Additionally Vectorize string.IndexOfAny for value lengths 2,3,4,5 #19790

benaadams · 2018-08-31T14:46:25Z

Extends Vectorization for 1 value (.IndexOf) to single pass vectorization for 2, 3, 4 and 5 value searches in .IndexOfAny

string.IndexOfAny(char[] anyOf) // anyOf.lengths 2,3,4,5
string.IndexOfAny(char[] anyOf, int startIndex) // anyOf.lengths 2,3,4,5
string.IndexOfAny(char[] anyOf, int startIndex, int count) // anyOf.lengths 2,3,4,5

// where T : char
IndexOfAny<T>(this Span<T> span, T value0, T value1)
IndexOfAny<T>(this Span<T> span, T value0, T value1, T value2)
IndexOfAny<T>(this Span<T> span, ReadOnlySpan<T> values)
IndexOfAny<T>(this ReadOnlySpan<T> span, T value0, T value1)
IndexOfAny<T>(this ReadOnlySpan<T> span, T value0, T value1, T value2)
IndexOfAny<T>(this ReadOnlySpan<T> span, ReadOnlySpan<T> values)
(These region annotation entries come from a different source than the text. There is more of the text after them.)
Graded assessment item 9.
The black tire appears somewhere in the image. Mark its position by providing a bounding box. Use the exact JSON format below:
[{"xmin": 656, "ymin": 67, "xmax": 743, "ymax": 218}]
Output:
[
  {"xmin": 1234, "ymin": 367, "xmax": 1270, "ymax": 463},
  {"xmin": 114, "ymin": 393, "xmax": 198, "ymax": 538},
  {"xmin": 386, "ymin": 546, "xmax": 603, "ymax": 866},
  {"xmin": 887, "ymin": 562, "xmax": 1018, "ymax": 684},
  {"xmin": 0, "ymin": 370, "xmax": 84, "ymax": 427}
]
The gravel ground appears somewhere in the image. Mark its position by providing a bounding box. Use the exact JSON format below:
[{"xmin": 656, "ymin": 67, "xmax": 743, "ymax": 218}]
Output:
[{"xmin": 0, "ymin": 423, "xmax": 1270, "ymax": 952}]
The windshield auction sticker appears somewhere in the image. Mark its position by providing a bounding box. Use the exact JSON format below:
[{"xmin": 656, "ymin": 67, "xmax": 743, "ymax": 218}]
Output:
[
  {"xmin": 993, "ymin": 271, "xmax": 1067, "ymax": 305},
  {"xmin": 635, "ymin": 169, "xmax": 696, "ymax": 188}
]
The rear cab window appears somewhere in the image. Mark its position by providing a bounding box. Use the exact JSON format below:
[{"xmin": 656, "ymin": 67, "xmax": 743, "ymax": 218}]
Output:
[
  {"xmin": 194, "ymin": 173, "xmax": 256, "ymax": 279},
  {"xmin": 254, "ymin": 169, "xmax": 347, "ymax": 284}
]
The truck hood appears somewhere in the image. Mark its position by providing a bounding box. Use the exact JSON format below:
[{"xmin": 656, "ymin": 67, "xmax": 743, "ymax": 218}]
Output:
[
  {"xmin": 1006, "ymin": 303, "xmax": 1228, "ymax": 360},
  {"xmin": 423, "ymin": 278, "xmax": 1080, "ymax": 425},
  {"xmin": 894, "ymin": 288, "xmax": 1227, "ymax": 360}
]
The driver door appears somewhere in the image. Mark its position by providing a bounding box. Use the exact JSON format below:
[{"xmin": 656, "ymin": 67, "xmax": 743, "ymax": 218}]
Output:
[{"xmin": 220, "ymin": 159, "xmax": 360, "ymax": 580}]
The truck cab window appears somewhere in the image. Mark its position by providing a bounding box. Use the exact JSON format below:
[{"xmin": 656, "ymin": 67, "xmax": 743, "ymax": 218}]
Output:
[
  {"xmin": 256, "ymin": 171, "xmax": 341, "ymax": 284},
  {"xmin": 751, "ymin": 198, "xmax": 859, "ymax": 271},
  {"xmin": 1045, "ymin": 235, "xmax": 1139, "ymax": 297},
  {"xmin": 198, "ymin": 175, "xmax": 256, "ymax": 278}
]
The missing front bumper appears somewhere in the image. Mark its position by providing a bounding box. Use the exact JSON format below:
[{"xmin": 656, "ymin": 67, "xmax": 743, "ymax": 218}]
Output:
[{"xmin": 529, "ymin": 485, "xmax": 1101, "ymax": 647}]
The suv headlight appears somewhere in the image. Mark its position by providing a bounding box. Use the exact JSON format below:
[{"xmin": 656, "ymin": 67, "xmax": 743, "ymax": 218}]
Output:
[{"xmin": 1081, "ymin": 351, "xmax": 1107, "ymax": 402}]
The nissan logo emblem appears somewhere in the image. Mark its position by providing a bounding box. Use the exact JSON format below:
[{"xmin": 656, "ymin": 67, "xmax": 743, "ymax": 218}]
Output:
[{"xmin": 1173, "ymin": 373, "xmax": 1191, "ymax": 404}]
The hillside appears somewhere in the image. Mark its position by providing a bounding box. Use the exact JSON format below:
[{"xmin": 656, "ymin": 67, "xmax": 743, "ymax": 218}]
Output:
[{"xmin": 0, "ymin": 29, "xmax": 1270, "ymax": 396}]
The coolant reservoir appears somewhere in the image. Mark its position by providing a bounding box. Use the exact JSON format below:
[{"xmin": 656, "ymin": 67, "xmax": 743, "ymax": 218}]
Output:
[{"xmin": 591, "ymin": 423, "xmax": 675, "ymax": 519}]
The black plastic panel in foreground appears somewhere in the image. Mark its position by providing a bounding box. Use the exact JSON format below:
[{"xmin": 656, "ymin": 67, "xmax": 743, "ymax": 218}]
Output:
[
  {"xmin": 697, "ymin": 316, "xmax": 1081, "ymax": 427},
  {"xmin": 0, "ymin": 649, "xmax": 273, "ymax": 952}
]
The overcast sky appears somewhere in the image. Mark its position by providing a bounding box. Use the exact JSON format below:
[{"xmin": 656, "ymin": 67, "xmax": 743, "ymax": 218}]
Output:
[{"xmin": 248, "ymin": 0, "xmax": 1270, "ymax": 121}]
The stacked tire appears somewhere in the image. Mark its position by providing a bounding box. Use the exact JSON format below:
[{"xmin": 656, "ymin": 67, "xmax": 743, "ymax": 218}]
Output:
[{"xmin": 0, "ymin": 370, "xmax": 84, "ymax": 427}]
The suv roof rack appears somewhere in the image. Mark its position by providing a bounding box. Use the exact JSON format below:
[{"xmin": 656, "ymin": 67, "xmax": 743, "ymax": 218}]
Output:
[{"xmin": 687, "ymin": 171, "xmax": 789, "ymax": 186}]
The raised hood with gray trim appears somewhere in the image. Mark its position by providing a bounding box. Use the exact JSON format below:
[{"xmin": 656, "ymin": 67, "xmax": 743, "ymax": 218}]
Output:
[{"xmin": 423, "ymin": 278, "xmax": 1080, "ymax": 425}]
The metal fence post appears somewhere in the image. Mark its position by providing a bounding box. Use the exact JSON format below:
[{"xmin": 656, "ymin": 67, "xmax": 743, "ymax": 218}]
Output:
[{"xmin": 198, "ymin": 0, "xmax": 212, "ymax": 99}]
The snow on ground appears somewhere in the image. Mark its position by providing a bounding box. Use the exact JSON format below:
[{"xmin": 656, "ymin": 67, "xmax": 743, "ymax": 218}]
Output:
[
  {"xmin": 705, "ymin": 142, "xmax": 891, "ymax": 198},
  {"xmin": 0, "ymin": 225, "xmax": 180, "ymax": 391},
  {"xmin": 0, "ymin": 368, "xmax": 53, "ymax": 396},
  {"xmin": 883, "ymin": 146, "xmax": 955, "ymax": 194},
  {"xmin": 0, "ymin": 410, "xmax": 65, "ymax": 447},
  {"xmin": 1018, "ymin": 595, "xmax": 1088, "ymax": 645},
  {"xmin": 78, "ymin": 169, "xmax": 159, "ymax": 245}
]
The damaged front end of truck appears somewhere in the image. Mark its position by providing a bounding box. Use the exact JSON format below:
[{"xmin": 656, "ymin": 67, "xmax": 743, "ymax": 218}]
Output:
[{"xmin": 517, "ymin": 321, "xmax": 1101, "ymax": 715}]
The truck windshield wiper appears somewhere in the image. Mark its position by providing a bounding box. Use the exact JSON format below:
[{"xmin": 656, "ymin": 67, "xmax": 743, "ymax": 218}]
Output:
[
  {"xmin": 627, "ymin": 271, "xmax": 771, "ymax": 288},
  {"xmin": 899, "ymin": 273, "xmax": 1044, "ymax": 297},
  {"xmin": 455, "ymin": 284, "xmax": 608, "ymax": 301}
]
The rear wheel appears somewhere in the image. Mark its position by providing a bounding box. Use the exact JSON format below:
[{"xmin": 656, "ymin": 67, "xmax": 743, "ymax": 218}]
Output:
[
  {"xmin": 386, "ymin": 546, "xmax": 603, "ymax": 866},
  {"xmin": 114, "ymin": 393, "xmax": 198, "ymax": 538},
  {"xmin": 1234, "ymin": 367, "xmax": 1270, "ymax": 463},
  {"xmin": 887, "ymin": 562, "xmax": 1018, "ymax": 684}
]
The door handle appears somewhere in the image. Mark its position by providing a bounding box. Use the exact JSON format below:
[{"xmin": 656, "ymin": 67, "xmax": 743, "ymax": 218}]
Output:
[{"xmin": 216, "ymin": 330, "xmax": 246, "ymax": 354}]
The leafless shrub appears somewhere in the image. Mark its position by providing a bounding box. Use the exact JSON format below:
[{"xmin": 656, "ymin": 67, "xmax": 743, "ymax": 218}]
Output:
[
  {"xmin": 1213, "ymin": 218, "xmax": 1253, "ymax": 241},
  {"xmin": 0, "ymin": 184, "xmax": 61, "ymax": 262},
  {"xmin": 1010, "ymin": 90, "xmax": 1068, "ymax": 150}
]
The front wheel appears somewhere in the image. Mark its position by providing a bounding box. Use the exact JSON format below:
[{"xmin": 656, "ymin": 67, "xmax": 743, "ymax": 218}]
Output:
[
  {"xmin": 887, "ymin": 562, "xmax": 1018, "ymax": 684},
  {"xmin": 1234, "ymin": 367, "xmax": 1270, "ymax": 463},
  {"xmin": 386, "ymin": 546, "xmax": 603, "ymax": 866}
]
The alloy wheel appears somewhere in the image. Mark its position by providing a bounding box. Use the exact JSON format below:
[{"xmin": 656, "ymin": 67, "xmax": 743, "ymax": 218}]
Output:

https://gist.github.com/benaadams/097ec032f7be451c22eedf877967403c

               Method |       Runtime |  Position |       Mean |
 -------------------- | ------------- | --------- |-----------:|
- String_IndexOfAny_3 | .NET Core 2.1 |         1 |   6.440 ns |
+ String_IndexOfAny_3 | .NET Core 3.0 |         1 |   7.479 ns |
- String_IndexOfAny_3 | .NET Core 2.1 |         7 |  11.690 ns |
+ String_IndexOfAny_3 | .NET Core 3.0 |         7 |  10.799 ns |
- String_IndexOfAny_3 | .NET Core 2.1 |         8 |  12.955 ns |
+ String_IndexOfAny_3 | .NET Core 3.0 |         8 |  11.081 ns |
- String_IndexOfAny_3 | .NET Core 2.1 |        15 |  18.339 ns |
+ String_IndexOfAny_3 | .NET Core 3.0 |        15 |  16.896 ns |
- String_IndexOfAny_3 | .NET Core 2.1 |        16 |  19.499 ns |
+ String_IndexOfAny_3 | .NET Core 3.0 |        16 |  16.046 ns |
- String_IndexOfAny_3 | .NET Core 2.1 |        31 |  33.041 ns |
+ String_IndexOfAny_3 | .NET Core 3.0 |        31 |  16.844 ns |
- String_IndexOfAny_3 | .NET Core 2.1 |        32 |  33.141 ns |
+ String_IndexOfAny_3 | .NET Core 3.0 |        32 |  16.926 ns |
- String_IndexOfAny_3 | .NET Core 2.1 |        63 |  61.875 ns |
+ String_IndexOfAny_3 | .NET Core 3.0 |        63 |  19.649 ns |
- String_IndexOfAny_3 | .NET Core 2.1 |        64 |  61.532 ns |
+ String_IndexOfAny_3 | .NET Core 3.0 |        64 |  19.700 ns |
- String_IndexOfAny_3 | .NET Core 2.1 |       127 | 102.849 ns |
+ String_IndexOfAny_3 | .NET Core 3.0 |       127 |  29.007 ns |
- String_IndexOfAny_3 | .NET Core 2.1 |       128 | 104.652 ns |
+ String_IndexOfAny_3 | .NET Core 3.0 |       128 |  25.332 ns |
- String_IndexOfAny_3 | .NET Core 2.1 |       255 | 187.974 ns |
+ String_IndexOfAny_3 | .NET Core 3.0 |       255 |  36.632 ns |
- String_IndexOfAny_3 | .NET Core 2.1 |       256 | 187.738 ns |
+ String_IndexOfAny_3 | .NET Core 3.0 |       256 |  36.718 ns |
- String_IndexOfAny_3 | .NET Core 2.1 |      1023 | 692.424 ns |
+ String_IndexOfAny_3 | .NET Core 3.0 |      1023 | 103.747 ns |
- String_IndexOfAny_3 | .NET Core 2.1 |      1024 | 694.512 ns |
+ String_IndexOfAny_3 | .NET Core 3.0 |      1024 | 103.974 ns |

src/System.Private.CoreLib/shared/System/String.Searching.cs

src/System.Private.CoreLib/shared/System/SpanHelpers.Char.cs

tannergooding · 2018-09-01T14:11:07Z

src/System.Private.CoreLib/shared/System/SpanHelpers.Char.cs

+                char* pEndCh = pCh + length;
+
+#if !netstandard11
+                if (Vector.IsHardwareAccelerated && length >= Vector<ushort>.Count * 2)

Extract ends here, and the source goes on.